Hmm, I guess, that would mess up the whole kernel and it's time keeping. 
If not necessary, I would like to avoid generating more troubles than 
necessary.

> An alternative way is to used a driver such as the KSI/Odetics 
> TPRO refclock driver. There might even be a refclock driver for the old 
> TrueTime TT-560, although Symmetricom gutted the TT product line when 
> they ate them.
> 
Ok, thanks for the hint, I'll have a look at that code.

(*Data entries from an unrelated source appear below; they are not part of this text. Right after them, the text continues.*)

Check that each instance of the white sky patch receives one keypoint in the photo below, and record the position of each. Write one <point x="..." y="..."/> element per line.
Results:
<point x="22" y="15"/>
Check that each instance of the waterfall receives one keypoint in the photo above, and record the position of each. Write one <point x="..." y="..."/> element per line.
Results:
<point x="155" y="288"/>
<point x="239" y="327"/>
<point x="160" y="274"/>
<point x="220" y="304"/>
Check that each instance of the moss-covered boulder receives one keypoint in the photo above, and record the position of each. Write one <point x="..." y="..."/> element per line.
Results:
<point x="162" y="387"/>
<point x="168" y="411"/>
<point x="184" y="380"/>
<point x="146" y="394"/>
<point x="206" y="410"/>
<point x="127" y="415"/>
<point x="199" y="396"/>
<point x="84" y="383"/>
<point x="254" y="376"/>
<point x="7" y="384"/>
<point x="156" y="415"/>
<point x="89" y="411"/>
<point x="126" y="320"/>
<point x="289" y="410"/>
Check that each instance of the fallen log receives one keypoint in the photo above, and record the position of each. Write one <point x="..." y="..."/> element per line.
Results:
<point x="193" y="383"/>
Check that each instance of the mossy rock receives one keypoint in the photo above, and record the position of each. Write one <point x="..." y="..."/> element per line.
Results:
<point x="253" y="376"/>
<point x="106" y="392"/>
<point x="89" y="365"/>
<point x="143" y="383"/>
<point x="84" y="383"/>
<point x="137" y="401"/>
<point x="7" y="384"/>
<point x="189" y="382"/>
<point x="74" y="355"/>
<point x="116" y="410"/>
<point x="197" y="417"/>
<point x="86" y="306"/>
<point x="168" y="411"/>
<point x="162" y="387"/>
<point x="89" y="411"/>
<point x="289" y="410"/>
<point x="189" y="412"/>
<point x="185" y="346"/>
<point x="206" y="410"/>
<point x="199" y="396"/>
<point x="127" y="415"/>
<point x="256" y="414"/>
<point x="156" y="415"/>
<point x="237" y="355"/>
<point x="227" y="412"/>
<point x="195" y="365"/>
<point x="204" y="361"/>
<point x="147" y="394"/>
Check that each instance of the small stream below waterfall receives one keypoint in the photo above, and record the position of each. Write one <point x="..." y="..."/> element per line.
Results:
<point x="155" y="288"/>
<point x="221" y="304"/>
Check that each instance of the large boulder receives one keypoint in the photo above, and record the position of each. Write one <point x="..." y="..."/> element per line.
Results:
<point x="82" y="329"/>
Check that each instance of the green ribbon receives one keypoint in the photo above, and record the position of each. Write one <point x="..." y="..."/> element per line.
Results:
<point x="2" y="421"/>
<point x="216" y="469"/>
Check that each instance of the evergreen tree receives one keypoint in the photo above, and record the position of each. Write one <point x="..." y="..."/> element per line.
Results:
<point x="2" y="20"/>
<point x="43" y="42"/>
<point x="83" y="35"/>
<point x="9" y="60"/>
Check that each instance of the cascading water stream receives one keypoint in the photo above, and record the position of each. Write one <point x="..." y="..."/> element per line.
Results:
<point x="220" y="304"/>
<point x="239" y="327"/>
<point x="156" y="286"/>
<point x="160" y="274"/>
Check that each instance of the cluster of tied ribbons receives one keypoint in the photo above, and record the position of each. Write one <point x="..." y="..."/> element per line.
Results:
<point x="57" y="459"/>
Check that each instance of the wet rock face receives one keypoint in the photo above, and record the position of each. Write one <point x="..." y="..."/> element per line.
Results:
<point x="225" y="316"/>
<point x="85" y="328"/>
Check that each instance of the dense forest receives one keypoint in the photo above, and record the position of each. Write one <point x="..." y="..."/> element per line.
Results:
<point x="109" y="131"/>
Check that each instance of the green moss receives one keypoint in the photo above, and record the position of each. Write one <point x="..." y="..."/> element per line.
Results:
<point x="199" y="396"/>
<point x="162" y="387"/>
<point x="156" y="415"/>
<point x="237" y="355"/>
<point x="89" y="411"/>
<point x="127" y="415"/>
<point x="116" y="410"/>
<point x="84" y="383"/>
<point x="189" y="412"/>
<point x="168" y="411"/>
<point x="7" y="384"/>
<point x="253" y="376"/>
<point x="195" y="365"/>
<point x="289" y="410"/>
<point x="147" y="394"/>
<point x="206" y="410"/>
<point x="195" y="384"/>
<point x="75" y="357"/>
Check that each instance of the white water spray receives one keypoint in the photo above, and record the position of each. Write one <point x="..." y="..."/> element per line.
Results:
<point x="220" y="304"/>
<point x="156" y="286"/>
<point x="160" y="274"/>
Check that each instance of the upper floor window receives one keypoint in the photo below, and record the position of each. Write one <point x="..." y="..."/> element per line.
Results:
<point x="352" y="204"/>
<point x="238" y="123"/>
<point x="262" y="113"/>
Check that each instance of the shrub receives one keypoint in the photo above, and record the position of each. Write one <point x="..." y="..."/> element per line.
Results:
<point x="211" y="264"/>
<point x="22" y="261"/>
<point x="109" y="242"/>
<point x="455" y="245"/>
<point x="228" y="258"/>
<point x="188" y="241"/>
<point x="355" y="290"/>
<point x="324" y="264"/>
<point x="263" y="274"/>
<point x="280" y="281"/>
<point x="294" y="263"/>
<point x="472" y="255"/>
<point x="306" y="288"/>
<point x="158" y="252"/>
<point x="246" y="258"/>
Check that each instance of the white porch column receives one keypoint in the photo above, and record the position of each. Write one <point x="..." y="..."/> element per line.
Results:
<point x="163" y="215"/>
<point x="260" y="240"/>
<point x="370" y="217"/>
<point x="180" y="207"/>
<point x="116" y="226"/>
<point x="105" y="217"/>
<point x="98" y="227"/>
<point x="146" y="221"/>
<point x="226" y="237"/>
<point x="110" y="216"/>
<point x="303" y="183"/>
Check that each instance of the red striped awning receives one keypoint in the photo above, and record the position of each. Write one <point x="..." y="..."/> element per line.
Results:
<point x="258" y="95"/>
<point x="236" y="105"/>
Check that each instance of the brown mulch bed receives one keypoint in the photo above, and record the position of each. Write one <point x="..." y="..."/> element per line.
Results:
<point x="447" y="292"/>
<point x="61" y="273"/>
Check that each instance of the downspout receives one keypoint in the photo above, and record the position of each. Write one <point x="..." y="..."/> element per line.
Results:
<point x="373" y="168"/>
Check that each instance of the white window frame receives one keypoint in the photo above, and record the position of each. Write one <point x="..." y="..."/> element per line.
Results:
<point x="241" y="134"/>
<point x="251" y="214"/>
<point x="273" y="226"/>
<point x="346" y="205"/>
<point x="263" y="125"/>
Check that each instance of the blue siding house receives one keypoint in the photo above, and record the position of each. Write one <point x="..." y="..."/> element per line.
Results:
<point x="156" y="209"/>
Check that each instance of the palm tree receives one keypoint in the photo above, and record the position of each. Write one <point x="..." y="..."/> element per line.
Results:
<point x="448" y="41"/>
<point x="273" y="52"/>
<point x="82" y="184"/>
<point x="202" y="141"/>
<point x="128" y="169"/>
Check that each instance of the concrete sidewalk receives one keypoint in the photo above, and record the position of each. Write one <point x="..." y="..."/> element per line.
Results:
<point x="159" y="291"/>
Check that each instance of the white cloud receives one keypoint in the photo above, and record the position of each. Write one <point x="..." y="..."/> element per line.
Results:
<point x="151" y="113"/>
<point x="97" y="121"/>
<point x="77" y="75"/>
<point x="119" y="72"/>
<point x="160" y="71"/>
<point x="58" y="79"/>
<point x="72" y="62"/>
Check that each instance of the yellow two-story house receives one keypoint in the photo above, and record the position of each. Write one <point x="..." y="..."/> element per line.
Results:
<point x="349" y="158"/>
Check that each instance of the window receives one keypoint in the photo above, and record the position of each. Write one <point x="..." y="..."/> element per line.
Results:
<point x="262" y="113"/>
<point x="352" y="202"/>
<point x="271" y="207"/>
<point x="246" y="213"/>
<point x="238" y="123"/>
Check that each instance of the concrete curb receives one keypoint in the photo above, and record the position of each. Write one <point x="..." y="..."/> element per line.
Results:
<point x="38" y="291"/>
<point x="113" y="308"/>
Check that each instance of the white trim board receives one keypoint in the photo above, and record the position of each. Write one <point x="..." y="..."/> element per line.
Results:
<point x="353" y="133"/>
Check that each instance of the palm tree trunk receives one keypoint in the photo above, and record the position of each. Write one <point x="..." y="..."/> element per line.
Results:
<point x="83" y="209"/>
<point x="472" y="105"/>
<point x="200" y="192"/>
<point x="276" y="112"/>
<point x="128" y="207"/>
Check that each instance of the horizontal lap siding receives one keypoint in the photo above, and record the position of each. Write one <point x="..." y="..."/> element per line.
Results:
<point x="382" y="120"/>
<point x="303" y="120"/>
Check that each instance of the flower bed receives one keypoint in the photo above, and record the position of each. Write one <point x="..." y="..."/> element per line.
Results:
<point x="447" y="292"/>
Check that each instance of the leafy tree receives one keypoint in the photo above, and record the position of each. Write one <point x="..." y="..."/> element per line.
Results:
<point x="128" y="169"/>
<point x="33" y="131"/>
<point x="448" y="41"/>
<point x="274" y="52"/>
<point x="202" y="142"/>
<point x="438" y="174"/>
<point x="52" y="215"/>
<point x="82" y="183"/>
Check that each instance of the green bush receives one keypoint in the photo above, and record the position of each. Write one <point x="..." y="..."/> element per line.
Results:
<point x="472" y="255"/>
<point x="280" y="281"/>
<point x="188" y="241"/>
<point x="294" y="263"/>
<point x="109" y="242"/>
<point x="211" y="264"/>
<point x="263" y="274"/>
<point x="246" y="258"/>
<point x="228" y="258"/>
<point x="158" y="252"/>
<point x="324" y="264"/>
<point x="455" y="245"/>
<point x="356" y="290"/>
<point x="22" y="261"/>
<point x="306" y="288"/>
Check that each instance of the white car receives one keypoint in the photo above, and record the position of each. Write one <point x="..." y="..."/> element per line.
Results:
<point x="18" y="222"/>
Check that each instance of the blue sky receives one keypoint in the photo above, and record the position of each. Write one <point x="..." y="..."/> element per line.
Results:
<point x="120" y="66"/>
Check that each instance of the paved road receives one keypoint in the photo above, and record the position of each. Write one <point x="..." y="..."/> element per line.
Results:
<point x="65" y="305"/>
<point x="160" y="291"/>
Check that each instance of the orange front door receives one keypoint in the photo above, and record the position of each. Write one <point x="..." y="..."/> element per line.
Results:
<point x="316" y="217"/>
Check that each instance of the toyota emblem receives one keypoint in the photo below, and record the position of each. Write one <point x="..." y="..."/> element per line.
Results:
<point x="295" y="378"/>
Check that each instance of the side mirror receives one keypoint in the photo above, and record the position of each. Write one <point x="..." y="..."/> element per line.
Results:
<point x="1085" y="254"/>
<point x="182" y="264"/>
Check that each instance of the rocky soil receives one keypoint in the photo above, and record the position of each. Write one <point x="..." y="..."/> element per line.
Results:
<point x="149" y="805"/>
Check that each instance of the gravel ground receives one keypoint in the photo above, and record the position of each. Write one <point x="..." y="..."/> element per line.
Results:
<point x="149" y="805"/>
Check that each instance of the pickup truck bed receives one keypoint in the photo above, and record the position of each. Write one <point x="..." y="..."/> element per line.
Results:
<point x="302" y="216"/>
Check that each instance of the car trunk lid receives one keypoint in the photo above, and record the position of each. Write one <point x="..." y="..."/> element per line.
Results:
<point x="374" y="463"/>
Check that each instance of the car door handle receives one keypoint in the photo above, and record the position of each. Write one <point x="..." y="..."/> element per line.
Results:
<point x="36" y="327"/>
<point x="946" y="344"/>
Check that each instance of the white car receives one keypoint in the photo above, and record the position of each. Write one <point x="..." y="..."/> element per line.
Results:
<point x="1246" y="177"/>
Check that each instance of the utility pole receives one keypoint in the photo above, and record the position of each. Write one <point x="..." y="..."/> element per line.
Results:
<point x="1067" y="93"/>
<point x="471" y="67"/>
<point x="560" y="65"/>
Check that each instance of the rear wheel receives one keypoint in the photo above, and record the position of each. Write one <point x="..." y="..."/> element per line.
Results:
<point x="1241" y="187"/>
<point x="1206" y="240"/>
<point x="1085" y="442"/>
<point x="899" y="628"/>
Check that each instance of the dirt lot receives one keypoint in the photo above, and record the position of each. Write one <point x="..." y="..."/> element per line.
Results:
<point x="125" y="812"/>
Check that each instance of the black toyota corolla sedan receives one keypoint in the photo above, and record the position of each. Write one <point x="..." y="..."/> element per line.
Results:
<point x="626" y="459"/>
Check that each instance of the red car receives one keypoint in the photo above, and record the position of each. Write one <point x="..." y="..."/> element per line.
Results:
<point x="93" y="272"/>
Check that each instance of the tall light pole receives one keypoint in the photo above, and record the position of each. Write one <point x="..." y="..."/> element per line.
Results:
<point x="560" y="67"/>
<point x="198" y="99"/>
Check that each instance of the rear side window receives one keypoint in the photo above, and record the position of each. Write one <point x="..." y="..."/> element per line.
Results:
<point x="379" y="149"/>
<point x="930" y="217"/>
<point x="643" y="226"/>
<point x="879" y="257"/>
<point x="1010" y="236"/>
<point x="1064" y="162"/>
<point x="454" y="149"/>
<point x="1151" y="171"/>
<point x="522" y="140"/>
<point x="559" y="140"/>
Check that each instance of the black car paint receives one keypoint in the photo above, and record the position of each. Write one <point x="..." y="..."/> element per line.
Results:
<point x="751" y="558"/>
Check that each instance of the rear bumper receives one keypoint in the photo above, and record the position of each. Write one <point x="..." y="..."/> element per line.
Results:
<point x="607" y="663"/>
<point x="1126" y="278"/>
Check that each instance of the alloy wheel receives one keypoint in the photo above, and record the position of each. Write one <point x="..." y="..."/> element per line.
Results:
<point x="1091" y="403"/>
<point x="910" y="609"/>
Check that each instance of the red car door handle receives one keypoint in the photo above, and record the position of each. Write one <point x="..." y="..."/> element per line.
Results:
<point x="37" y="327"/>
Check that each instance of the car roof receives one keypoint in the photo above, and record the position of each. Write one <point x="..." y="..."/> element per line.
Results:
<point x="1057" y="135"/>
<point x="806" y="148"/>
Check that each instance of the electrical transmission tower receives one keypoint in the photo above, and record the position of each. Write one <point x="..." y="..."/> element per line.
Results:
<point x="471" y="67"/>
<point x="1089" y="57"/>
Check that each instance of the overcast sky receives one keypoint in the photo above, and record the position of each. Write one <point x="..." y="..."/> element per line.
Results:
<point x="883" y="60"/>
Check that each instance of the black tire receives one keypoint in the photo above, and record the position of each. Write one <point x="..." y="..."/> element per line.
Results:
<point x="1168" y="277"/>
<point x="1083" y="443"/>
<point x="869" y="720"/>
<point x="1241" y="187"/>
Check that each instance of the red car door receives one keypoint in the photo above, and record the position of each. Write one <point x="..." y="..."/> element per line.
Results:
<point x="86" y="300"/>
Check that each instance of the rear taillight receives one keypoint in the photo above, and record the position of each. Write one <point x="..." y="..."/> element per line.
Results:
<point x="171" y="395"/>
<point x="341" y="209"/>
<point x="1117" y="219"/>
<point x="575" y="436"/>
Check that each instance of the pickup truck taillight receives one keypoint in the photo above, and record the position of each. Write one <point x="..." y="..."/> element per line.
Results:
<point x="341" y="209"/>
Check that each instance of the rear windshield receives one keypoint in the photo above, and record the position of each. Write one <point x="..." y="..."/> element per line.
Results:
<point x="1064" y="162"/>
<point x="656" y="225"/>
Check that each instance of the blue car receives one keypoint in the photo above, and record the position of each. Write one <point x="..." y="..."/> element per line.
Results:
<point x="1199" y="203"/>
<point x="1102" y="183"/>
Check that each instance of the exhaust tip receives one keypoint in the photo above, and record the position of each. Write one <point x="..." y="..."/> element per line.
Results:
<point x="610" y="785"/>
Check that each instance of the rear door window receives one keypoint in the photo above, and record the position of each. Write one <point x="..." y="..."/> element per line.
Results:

> There are numberous gremlins in your project. If all you want to do is 
> stabilize the motherboard timer oscillator, poke the timer pin with a 
> stable stignal and let the kernel/NTP feedback loop do the discipline 
> and interpolation.

As mentioned in my other posting from today, my final goal is to run NTP 
with hardware timestamp support to have a fair comparison to IEEE 1588 
for my PhD. (I guess, there won't be much difference, concerning 
accuracy) Unfortunately, I couldn't find any implementations (maybe 
there is a good reason ...?) so I'm trying it on my own.
I know how to get the timestamps from the network card into NTP but I 
need the daemon to discipline the clock on the card to make it somehow 
useful.

> If you want to do frequency discipline, you will need 
> to engineer some critical loop parameters. See Chapter 4 in my book.
> 
I'll certainly have, since I expect to run in control loop tuning problems.